第25話 アルドランダ王国消去作戦その1


 辺りは暗闇で、月の明かりだけが頼りだ。

 星々たちは舞踏会でも開催したかのように、輝きを増すだけでは無く、踊るように煌いている。

 しかし、そんな綺麗な星達の舞踏会を鑑賞する余裕も無い俺は、定番となった焼肉をただ只管に噛み締めている。

 隣では、カオルが猫らしからぬ所作で肉を平らげていた。

 なんと、お座りした状態で両手に肉を持ち、食い千切っては美味しそうに頬張っているのだ。

 その様は、どう見ても猫の行動とは思えず、とてもツッコミを入れたいのだが、そんな事をすると後が恐ろしいので口を噤んでしまう。


 そんなカオルを眺めながら、脳内でもっと食えと言うミイとエルの主張をスルーしながら、食事の前の話を思い浮かべる。

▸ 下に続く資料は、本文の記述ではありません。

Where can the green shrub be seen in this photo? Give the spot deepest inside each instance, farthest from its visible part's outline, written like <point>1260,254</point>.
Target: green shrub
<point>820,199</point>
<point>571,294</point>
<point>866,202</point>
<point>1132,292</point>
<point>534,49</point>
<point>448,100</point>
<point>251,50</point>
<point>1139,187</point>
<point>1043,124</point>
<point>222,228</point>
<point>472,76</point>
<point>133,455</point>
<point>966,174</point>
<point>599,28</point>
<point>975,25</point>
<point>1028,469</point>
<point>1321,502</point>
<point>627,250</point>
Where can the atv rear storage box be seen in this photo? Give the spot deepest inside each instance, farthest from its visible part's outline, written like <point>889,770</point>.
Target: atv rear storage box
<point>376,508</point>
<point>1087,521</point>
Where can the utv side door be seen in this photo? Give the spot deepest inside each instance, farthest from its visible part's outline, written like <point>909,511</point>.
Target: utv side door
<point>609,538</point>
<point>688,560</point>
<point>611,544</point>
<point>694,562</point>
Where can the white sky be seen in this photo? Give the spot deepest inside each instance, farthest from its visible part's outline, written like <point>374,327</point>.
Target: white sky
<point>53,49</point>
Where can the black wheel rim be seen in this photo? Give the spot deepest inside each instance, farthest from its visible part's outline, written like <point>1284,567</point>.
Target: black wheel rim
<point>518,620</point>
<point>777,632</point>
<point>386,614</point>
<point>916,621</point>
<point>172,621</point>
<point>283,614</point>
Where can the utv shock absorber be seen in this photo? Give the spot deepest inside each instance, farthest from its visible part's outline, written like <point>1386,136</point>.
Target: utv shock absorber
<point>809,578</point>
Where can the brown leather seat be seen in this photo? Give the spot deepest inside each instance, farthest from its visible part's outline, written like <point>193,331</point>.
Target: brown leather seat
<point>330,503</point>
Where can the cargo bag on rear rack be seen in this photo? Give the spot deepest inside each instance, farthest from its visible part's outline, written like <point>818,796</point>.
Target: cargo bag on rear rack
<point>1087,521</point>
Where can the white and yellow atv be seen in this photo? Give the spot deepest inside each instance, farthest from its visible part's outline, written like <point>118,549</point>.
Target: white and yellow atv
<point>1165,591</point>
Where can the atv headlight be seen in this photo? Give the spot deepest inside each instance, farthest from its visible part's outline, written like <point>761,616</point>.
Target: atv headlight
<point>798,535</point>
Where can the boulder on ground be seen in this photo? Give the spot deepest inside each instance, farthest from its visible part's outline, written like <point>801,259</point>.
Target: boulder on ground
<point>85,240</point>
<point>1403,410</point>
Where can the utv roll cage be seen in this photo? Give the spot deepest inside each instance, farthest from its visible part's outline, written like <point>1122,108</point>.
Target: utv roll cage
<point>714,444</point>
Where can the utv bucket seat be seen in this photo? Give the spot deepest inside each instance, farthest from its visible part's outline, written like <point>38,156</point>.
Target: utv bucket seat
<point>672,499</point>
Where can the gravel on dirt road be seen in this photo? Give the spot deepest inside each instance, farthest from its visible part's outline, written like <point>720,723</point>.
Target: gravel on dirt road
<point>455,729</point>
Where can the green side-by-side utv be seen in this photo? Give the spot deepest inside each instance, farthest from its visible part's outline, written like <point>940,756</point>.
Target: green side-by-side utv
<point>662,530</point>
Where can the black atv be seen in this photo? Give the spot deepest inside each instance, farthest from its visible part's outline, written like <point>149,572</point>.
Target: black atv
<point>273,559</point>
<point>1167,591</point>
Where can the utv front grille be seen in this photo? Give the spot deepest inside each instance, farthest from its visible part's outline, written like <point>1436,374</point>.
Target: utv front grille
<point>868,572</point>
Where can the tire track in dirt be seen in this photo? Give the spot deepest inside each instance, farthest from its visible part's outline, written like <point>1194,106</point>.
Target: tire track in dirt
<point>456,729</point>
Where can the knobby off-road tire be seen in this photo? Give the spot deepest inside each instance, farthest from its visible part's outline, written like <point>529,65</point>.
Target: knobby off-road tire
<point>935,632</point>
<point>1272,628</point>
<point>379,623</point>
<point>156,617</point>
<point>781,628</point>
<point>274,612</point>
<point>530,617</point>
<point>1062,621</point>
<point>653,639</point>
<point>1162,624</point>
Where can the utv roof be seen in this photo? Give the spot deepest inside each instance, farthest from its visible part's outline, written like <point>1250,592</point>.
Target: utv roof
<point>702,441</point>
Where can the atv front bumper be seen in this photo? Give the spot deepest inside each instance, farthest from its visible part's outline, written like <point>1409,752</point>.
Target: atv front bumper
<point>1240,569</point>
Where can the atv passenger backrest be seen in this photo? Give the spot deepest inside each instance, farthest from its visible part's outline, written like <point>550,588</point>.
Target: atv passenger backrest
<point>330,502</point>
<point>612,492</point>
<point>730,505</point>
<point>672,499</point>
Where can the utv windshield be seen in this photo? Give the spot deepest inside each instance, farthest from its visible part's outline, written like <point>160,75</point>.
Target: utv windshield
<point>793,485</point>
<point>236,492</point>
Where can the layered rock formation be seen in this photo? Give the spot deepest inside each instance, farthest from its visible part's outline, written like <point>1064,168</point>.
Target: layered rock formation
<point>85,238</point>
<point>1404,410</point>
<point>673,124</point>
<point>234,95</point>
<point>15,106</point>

『颯太、案は大きく三つだ。一つ目は、王族を全て根絶やしにして君が王となって国名を変える。二つ目は隣国に働きかけてこの王国を乗っ取る。三つ目は、今居る王族を懐柔して国を乗っ取り、国名を変更させる』


 俺達が一体何を企んでいるかというと、大したことではない。

 アルドランダ王国軍と戦えという俺のクエストを完了させることだ。

 実際に戦ってみたのだが、クエストは完遂されず、未だに継続中となっている。

 そこで考え出した答えが、アルドランダ王国というものが無くなれば、クエストが行えなくなり、完遂となるだろうというものだ。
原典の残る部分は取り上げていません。